You need a heated greenhouse or conservatory where the temperature never drops below 20°C/70°F to safely grow these rare bulbous plants known in Latin as Hymenocallis. Very closely related to Amaryllis (note the similar strap like leaves) these are amongst the most beautiful of flowers carrying a heavy vanilla perfume to add to their pristine glory.
Hymenocallis come from the New World and are found from Peru to Mexico and the West Indies. They are very similar to and were once included with the Crinums though those are from Africa and Asia and are a tad hardier (and Crinums never have the daffodil like cup at the centre of each bloom).
These beautiful blooms come in clusters of up to a dozen with new ones replacing the older as these fade. You can cut these with their long stems for flower arrangements though they last longer left on the bulb. However if you have several bulbs it is worth cutting a stem or two as these are spectacular amongst other less showy specimens and make a humble bunch of otherwise mediocre flowers into a brilliant display.
Hymenocallis are definitely tender! If you are fortunate to find some of their bulbs (these are sold in the UK when stocks come available, grab them when you see them) do make sure they never get cold. Otherwise these are not at all difficult.

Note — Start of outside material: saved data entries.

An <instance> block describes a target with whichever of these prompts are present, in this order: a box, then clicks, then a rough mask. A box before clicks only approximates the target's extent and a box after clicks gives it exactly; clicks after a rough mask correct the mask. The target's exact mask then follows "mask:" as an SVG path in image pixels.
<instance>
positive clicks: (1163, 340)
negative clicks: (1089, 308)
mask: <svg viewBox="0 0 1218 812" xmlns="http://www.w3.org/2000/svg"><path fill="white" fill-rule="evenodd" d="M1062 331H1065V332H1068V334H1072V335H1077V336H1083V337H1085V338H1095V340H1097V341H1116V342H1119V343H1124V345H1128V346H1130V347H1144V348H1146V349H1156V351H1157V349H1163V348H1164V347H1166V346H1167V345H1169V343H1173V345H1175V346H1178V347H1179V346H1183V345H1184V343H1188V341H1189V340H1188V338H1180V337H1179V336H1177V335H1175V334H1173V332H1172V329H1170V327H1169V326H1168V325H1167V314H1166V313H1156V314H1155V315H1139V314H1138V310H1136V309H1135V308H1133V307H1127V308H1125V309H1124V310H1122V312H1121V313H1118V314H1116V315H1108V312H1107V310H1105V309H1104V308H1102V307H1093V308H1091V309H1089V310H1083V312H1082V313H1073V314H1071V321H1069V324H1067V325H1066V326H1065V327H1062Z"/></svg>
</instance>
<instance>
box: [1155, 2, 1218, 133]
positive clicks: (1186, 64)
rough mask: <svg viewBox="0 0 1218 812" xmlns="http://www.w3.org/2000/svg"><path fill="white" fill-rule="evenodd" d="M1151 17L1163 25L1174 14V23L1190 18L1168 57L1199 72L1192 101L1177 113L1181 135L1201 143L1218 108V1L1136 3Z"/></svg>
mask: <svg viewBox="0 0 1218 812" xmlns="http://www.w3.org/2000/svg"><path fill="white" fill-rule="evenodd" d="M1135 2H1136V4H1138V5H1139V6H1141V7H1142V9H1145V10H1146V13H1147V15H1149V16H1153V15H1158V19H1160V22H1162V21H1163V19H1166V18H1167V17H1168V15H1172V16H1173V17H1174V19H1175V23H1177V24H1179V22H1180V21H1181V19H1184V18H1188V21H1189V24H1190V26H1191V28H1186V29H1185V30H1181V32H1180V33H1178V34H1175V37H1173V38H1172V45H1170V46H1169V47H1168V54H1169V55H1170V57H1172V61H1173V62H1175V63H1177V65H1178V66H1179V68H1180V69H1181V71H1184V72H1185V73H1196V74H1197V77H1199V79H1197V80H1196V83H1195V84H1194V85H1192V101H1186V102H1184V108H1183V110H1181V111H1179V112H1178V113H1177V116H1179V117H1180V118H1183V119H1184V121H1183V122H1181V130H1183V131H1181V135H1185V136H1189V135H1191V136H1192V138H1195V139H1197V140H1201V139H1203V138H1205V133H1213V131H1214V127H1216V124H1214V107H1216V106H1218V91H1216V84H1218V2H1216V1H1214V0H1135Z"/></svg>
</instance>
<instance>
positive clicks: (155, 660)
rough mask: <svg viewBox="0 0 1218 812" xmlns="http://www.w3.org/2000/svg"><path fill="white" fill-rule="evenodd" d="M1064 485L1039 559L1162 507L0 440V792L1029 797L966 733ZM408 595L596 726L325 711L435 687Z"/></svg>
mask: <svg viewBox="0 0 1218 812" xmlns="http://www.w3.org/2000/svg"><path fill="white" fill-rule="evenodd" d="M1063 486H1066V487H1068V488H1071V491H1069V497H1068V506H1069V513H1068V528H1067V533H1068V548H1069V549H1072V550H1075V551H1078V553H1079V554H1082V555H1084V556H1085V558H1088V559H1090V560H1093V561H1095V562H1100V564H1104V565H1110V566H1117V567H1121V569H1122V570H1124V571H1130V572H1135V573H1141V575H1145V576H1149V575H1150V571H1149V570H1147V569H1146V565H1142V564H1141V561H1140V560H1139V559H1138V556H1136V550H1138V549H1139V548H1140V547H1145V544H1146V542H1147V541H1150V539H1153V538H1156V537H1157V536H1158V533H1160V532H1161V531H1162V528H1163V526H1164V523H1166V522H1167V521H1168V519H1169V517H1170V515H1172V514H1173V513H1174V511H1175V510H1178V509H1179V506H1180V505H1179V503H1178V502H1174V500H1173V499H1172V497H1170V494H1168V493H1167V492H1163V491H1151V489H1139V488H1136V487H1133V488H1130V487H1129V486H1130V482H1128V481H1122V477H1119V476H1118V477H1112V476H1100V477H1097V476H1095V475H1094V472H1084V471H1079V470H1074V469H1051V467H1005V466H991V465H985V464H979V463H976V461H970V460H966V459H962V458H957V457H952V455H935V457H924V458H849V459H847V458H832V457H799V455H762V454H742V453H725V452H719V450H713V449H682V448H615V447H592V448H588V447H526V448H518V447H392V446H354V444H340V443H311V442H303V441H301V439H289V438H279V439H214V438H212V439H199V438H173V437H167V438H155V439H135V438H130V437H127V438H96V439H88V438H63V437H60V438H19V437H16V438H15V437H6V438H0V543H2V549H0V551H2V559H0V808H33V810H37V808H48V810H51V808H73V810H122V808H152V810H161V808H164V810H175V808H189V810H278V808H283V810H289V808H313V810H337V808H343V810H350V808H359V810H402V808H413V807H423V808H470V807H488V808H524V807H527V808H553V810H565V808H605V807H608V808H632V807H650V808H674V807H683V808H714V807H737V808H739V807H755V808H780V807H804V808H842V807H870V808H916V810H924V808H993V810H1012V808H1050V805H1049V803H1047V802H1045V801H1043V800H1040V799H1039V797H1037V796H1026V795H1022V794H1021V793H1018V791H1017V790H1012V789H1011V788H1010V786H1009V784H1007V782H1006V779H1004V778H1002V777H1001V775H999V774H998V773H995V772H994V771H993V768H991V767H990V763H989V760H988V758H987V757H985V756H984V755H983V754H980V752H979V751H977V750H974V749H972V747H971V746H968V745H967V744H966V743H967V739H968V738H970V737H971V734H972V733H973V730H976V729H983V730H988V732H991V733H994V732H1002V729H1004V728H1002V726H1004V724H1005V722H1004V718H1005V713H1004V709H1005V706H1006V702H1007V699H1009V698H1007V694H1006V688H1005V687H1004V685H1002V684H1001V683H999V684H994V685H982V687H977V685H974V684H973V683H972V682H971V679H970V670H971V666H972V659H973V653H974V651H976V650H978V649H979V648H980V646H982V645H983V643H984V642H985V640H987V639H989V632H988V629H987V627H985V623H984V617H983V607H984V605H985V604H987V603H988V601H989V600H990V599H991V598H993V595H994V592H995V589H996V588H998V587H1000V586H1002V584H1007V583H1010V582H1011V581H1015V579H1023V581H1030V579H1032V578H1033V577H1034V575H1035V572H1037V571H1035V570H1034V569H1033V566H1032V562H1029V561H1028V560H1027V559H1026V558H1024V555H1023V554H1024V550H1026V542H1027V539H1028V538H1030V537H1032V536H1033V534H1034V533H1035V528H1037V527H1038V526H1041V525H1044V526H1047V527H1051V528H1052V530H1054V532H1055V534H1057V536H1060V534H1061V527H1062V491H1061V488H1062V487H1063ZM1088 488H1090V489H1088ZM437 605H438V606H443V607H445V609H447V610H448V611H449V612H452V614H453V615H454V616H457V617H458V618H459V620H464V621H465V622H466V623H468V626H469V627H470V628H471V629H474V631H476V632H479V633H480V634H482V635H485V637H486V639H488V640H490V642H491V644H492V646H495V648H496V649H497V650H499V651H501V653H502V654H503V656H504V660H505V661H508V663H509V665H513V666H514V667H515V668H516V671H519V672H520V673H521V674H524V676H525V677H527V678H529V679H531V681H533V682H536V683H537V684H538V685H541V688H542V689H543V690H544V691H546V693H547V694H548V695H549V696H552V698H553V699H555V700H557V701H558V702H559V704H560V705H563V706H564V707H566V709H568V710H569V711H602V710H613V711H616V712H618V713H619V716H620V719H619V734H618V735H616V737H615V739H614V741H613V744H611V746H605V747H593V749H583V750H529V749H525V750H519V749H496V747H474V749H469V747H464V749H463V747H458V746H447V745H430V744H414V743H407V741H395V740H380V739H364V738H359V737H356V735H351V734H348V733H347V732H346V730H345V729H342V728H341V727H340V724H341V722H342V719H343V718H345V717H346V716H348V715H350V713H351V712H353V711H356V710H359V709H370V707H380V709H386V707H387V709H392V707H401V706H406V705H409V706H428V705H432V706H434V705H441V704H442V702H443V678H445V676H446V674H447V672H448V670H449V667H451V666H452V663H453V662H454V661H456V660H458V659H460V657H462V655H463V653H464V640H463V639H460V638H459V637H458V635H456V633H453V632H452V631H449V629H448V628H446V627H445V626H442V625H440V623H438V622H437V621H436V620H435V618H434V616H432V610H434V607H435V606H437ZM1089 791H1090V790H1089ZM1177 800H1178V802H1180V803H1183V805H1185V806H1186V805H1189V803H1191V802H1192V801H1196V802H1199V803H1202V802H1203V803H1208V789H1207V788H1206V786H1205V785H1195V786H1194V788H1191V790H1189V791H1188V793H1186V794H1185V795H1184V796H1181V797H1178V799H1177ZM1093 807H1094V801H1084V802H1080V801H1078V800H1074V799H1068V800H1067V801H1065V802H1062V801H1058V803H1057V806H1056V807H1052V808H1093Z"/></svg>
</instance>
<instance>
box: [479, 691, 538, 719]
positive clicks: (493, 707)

Like so many tender bulbs they need a free draining peat or leaf mould rich loamy compost and rain water, this preferably warm. They also like a little light feeding during their growing season. In winter some species may die down but most usually persist in leaf in which case be especially vigilant not to over-water. Be careful never to damage their roots when re-potting, nor let these dry out. At the same time you may carefully detach offset bulbs to grow up to flowering size, these plants are seldom ever grown from seed.
The connoisseur can build up a collection. The star is probably the hybrid H. Festalis (shown) which has large ornate cups frilly at the edges dripping long ‘petals’ in purest white and an exquisite scent, very similar is the other Peruvian Daffodil, H. narcissiflora. The Spider lilies, H. caribaea, H. speciosa & H. harrisiana are widely cultivated in the West Indies and even as far north as Florida, they’re much the same with smaller cups and very long narrow ‘petals’ often with a greenish hue to part and that same sweet vanilla perfume. H. macrostephana is from Bolivia and is perhaps the hardiest taking temperatures as low as 10°C/50°F. H. littoralis / americana has the added bonus of having a variegated form with creamy greenish white stripes along the leaves.